Maio
«(…) Depois, nesse mesmo dia, logo que percebi que espécie de bicha era
a mais velha, tudo foi de vento em popa. Não tinham maneiras. Paciência! De resto,
não tardou muito que me desse conta, de que aquela criatura bem pouco se
parecia com as bifas que por aqui passam. Queria saber tudo, entender as
pessoas e as coisas, tomar posse da gente. As outras talvez se estejam nas
tintas, mas a verdade é que costumam tratar-me com toda a consideração, porque
na terra delas é uso respeitarem-se uns aos outros, ricos e pobres, e até
porque, enfim, o carro, no fim de contas, sempre é meu... Esta só está bem a
mandar, até quando julga que pede e até mesmo, enfim... Mas, agora que a
conheço melhor, a verdade é que deve ser assim com toda a gente. Não é por eu
ser para aqui um zé-ninguém.
Põe-se a olhar para dentro dos nossos olhos e, de repente, estoira a rir, com uns
dentes aguçados, que até faz impressão. E, apesar disso, quando está séria, não
é feia de todo, tem mesmo a cabeça bem lançada; e o corpo, em se arranjando, parece
o de uma mulher de pouco mais de trinta. O que nela há que nos aflige como o
raio e, ao mesmo tempo, talvez me atraia, nem sei dizer o que me acontece com ela,
tanta confusão a criatura me faz, são aqueles olhos amarelos, de mocho, que me
vasculham de alto a baixo. E a mania que tem de se meter na minha vida com perguntas
sem jeito nenhum, e os disparates que não se ensaia nada para fazer no meio da
rua, envergonhando qualquer homem que a acompanhe!...
Sim, porque isto aqui, apesar de tudo, a gente sempre tem os nossos hábitos,
e em Roma sê romano, não é?,
como diz o Manelzinho da Comissão de Turismo, o macacão de rabo pelado, que passa
a vida a gozar lá por fora e em aqui chegando são logo missas que é um gosto e
mais Junta Paroquial e União Nacional e Irmandade dos Passos, batendo no peito
muito santificado, e com o papo cheio daquelas garotonas de Sevilha e de toda a
estranja para onde os de lá de cima o encomendam volta não volta... Por sinal
que a caminho de Armação mandou-me ela parar o carro para perguntar a uma desgraçadita,
que era um esfregão, se lhe queria vender a saia. A pobre, para começar, não a
percebia, e antes assim: se não, era capaz de se indignar. Não faça caso, tiazinha, dizia-lhe eu com os olhos. E para a
francesa: - olhe que saias bonitas são
as da Nazaré, estas daqui não têm nada de especial. E não se mercam assim no
meio da estrada. Mas não a convenci. Achou-nos apenas uns ursos, sem
sentido de humor.
De toda a maneira, aquele passeio vinha mesmo a calhar, cá para a minha
bolsa. Então agora que o Luisito anda a precisar tanto de óleo de fígado de
bacalhau e de umas injecções para enrijar, a Marta nem se cala com isso de
manhã à noite.

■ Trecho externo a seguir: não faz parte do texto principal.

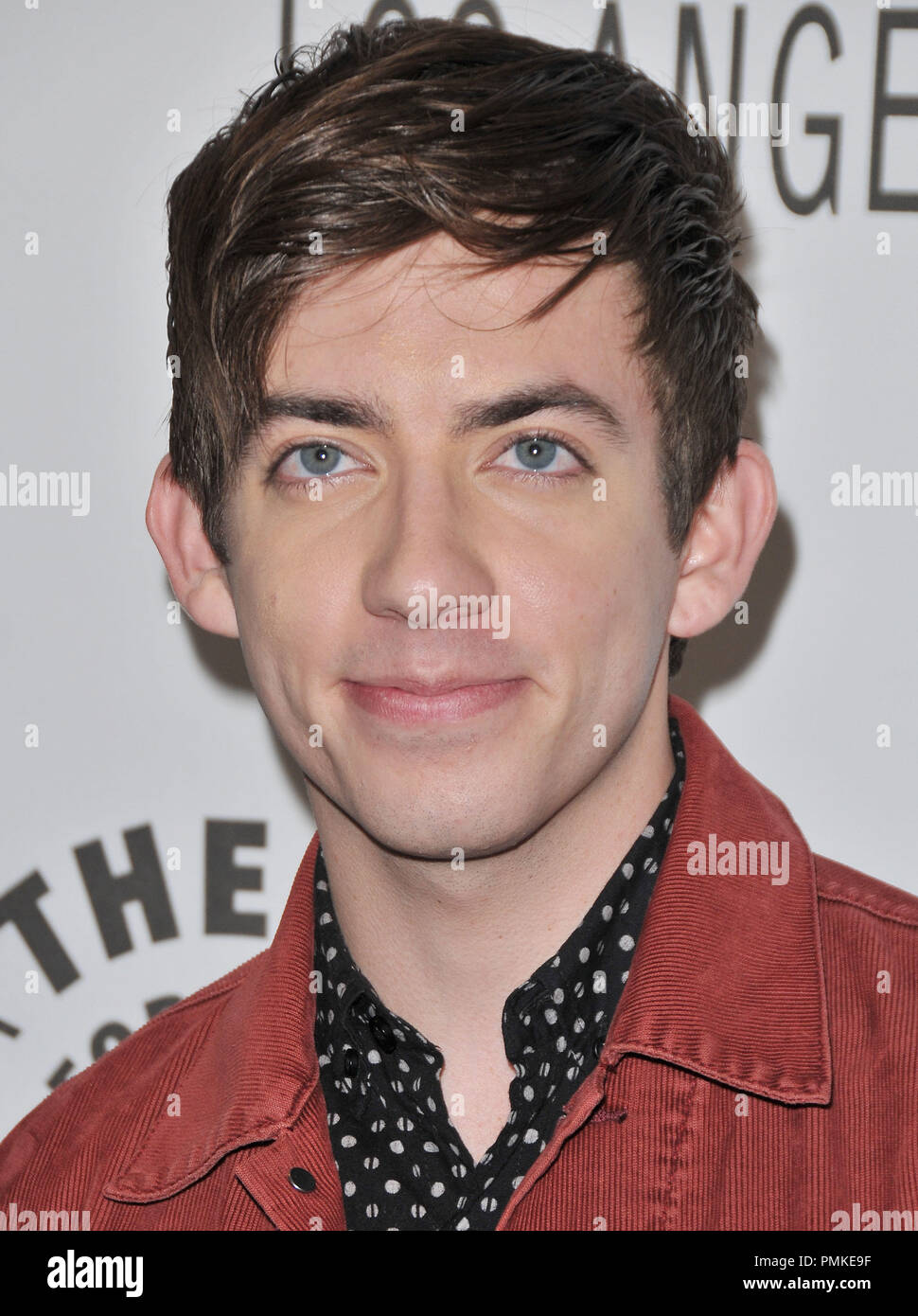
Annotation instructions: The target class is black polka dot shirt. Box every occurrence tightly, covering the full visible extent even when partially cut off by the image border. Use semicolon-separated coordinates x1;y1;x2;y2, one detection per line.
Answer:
314;718;685;1231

Tenho mas é de levá-lo ao médico Sereno, logo que possa. Mas que hei-de eu fazer? Se, os
mais dos dias; tenho o carro parado ali na praça, à espera do comboio ou de que
alguém me chame! Se até chego a fazer o preço da dez tostões por quilómetro,
que nem me dá para a oficina, quando o que devo cobrar são dois escudos! Mas um
homem acaba por se aborrecer de estar para ali, às moscas, a secar. Chego mesmo
a ter saudade da vida miserável, mas mexida, que levava quando era chofer em Lisboa, a fazer a barba aos
outros carros, a ultrapassá-los à má cara, se não fosse a bem, guina à direita,
torce à esquerda, trava, acelera, para passar antes de o sinal ficar vermelho. Cada
corrida! Um regabofe!» In Urbano Tavares Rodrigues, Imitação da
Felicidade, Publicações Europa-América, Mem Martins, colecção Século XX, 1988.